Liping
Ting
Slowness is a challenge. In the works of Liping Ting it is ubiquitous. In “Paper Timing”, a pile of crumpled leaves begins trembling as if in slow motion. Liping Ting, hiding under the paper, controls her movements like an extreme athlete. The Taiwanese-born artist is present in nearly all her works, but rarely as concealed as in this case.
Liping Ting is a performance artist who works with her own body. Accordingly, the boundary between herself and her art is porous. In “Stone Timing”, she balances a heavy stone on her head while clasping a white feather between her teeth. Except for a cap that also covers the eyes, she stands nude and still, her Body painted with Chinese ink, between the gallery visitors. As if in slow motion, she spins gradually around on her own axis, coiling herself in long white threads stretching from her cap out into the room. Later, she will roll around in soil, cover herself in black ink, and use her body to create pictures on white paper. All these actions are performed with the same concentration and slowness she uses when balancing the stone on her head. In an interview, Liping Ting mentions that she meditates for seven hours before performing for an hour. Her extremely concentrated and decelerated actions border on trance states.
Stone and feathers are leitmotifs in the work of Liping Ting. In some works, she also balances forked branches, giant plastic bags, or water-filled glass cylinders on her head, but stones and feathers are the most prominent and significant elements in her iconography. They accompany her like the attributes in hermit practice. Fellow artist Serge Pey describes her as an artist situated “between feather and stone.” The balancing of the stone—at times there are also several—is more than just a circus act performed by an equilibrist. The feather contrasts the weight of the stone that threatens to fall with the lightness and image of flying. At the same time, the feather—clasped between the teeth—prevents clear enunciation and serves as the medium of communication when she touches the audience with it. Before the performance, explains Serge Pey, “she chews for a long time on the quill of the feather, which she uses to come into contact with viewers. Like a shaman, she infuses the feather with her energy in order to connect with the soul of the other, who, via contact, ceases being an observer and instead becomes a participant in a secret and enigmatic ritual.”

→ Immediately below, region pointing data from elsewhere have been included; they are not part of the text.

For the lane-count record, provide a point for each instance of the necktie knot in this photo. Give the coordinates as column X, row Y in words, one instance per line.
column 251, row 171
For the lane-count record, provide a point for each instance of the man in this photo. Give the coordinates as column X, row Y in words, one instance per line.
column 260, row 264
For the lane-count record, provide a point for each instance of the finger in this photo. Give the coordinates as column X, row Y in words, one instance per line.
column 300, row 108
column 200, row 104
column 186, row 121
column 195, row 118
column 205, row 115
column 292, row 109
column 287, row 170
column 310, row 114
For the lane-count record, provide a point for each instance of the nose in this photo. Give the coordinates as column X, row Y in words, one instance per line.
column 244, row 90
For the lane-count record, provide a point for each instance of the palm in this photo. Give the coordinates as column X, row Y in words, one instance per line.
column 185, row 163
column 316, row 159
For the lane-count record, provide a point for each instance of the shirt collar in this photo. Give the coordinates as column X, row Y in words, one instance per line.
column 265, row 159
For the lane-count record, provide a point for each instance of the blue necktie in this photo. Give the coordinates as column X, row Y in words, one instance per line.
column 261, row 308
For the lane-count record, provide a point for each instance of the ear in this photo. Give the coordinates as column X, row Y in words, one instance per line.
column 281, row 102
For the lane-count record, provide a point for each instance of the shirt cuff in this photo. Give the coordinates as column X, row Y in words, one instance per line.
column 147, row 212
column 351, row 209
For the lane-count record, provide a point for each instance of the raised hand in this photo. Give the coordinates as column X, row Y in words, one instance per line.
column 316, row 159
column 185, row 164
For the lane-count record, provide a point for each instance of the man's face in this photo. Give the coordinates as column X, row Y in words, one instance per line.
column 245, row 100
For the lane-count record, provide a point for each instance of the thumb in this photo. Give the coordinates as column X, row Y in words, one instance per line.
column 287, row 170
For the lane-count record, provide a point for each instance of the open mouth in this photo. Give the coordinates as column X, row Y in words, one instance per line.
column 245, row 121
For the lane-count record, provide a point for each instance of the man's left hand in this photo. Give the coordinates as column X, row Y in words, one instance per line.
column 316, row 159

In her work, Liping Ting increasingly transcends the border between performative stage and audience. Sometimes she places a small cube of sugar on viewers’ heads or records their voices and plays them back in the room. She whispers messages into the ears of those present or has them hold one of the heavy stones. In the collective work “Sonarium”, she integrates viewers into the game by having them hold and pass around the sound-emitting objects together. In her solo Installation ”Mur de Murmure” she incorporates the visitors into the game of perception by different unknown gaze and inner breathing listening.
The works of Liping Ting combine dance, ritual, video art, photography, sound art, and poetry. She often uses the term “poésie d’action.” She came into contact with dance early on, including traditional Chinese dance traditions, through her mother. She first studied philosophy in Taipei. In 1988 she went to France, where she studied “Etudes theatrales” (applied theater studies) initially in Besançon and then at the Sorbonne in Paris. Her graduation thesis explored a link between Samuel Beckett’s theatrical work on the interdisciplinary art forms of the 1950s and the work of John Cage. Above, her work is ruminating the philosophy of the Chinese poet and philosopher Zhuang-Zi.
The acoustic dimension of her own work manifested itself in early stage performances such as “inouïr” (2005), where she dances, shouts, and sings with a metal bucket clattering on her head to a sound composition. Sound material is an integral part of her work. The sounds of her breathing and the murmur and whisper of her voice accompany her performances. She tosses metal objects on the floor, or works with the squeaking and tearing of plastic, for example, when enacting—wrapped in several layers of transparent plastic sheeting—an embryonic, claustrophobic choreography on the floor of a gallery. Not infrequently she plays with the question whether sounds are live or recorded. Even the mountain of paper she moves centimeter by centimeter across the floor in Paper Timing produces a rustling sound. Her expressive mediums include sound art, music, and language. At the Canadian performance festival RIAP in September 2016, she invited the audience to join in a mad group dancing. Surrounded by her screaming absurd questions, the participants run and danced. The double spiral of the group (compression and dilatation movement) as well as the group acceleration created an emancipatory collective movement. Liping Ting repeated the questions: “Do you believe that the world has a future? Do you believe that art has a future?” With a branch balancing on her head, bringing her request to the reality of the world, the artist left the room at the end of the performance.
In her synthesizing of spirit, body, and mind Liping Ting’s poetic actions follow in the tradition of shamanistic works by artists such as Marina Abramović or Joseph Beuys. And they prove how far into the future Marcel Duchamp saw when he wrote: “Today, the artist is a curious reservoir of para-religious values, absolutely in opposition to the daily functionalism for which science receives the homage of a blind worship.”